LAVAL - Liberal candidate Gaetan Barrette, the former president of the federation of Quebec’s medical specialists, voted yes in the 1995 referendum, says Parti Quebecois minister Bernard Drainville.
Drainville says Barrette asked an intermediary to set up a meeting with Drainville in 2012 to discuss the possibility of Barrette running for the PQ.
According to the PQ minister, Barrette, who ultimately ran for the Coalition Avenir Quebec before joining the Liberals in this election, was “shopping a job as minister of health.”
Drainville argued Barrette’s decision to join the CAQ showed that he did not feel the PQ was open to his demands.
During this meeting, prior to the 2012 campaign in August that allowed the PQ to form a minority government, Drainville questioned Barrette on sovereignty.
Barette, who at the time was still president of the medical specialists federation and resigned recently to be the Liberal candidate, said he voted yes in 1995.
“I asked ‘Listen, are you a sovereignist?' And he replied ‘I voted yes in 1995,’” Drainville said. “So it would be interesting to ask (Liberal Leader Philippe) Couillard if there are sovereignist candidates in his party.”

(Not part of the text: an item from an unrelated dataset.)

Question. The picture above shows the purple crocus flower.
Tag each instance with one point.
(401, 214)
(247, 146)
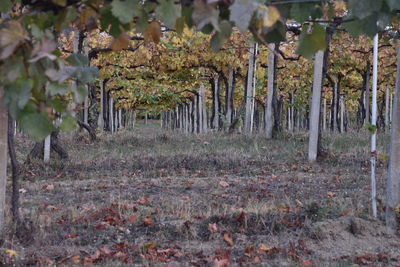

On the sidelines of the PQ’s national council where the electoral platform would be adopted, Drainville explained that Barrette let it be known that he wanted on portfolio in particular.
“He wanted to be minister of health, he told me at one point “If I join your party, it’s not to be Minister of Agriculture’”, Drainville said.
“He wanted to be minister of health and he must not have liked the answer we gave him because he finally chose the CAQ.”
Drainville made the remarks after a French-language television station broadcast an interview with Barrette during which he claimed to have been approached by the PQ in 2012.
“In 2012 at my office I had a visit from Bernard Drainville and (cabinet minister) Agnes Maltais and a telephone call from (Premier) Pauline Marois to ask me to be minister of health for the Parti Quebecois,” he said.
Barrette made this statement to demonstrate that he had been courted before leaving the CAQ in favour of the Liberals.
Barrette is running for the Liberals in the South Shore riding of La Piniere.
In its 25-year history, the riding has only ever voted Liberal.
He replaces Fatima Houda-Pepin, who left the party because she did not agree with the Liberals' stance on the Charter of Values.